Figure 2. PAHs degradation by strain SF-IOC11-16A. DBT: dibenzothiophene, BAP: benzo (α) pyrene, NAP: naphthalene, PHE: Phenanthrene. Each value represents the mean of three samples with standard error < 5%.

degradation is mediated by multiple genes, approach like genomic shuffling may prove more effective than other approaches [20]. Genome shuffling accelerates directed evolution by facilitating recombination between members of diverse selected populations. It amplifies the genetic diversity within selected populations through extensive recombination between individual members and produce “multiparent complex progeny”. The resulting recombination represents larger combinatorial library of the original genetic diversity. Dai and Copley 2004 used genome shuffling to improve the degradation of pesticide pentachlorophenol (PCP) by Sphingobium chlorophenolicum ATCC 39723 [20] and could obtained strains that degrade PCP faster and tolerate 13 fold higher levels of PCP than the wild type strains.

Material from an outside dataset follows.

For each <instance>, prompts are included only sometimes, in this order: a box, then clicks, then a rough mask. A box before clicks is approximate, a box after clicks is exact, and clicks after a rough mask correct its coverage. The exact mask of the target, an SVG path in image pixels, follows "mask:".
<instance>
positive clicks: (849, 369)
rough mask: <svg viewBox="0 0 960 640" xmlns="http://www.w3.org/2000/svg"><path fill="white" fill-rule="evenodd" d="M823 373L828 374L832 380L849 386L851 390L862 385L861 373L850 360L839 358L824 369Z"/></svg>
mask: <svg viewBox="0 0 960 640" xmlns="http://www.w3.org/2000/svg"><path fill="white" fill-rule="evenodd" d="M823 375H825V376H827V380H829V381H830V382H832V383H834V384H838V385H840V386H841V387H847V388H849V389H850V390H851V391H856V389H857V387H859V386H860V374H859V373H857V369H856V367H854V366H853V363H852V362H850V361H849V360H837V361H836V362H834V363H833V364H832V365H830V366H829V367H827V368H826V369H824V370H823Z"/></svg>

This approach has also used to improve the production of antibiotics in Strptomyces fradiae [6]. Patnaik et al., 2002 used genome shuffling to improve acid tolerance in Lactobacillus [19] and found three fold more lactic acid production than wild type at pH 4.0. Hida et al., 2007 had successfully applied genome shuffling of Streptomyces sp. U121 to obtain mutant with higher production (more than five fold than wild strain) of hydroxycitric acid [21].

The mechanism underlying the improved performance of the mutant strain SF-IOC11-16A may be due to mutations leading to removal of metabolite inhibition, constitutive expression of enzymes responsible for PAHs metabolism, amelioration of adverse effect of higher concentration of PAH etc. [22]. At this stage it is difficult to conclude any thing about the mechanisms but it is suspected that may be the multiple mutations are responsible for the improved phenotypes exhibited by the mutant stains after shuffling rounds. Results show that genome shuffling can be effectively used to improve the PAHs degradation ability of the bacteria.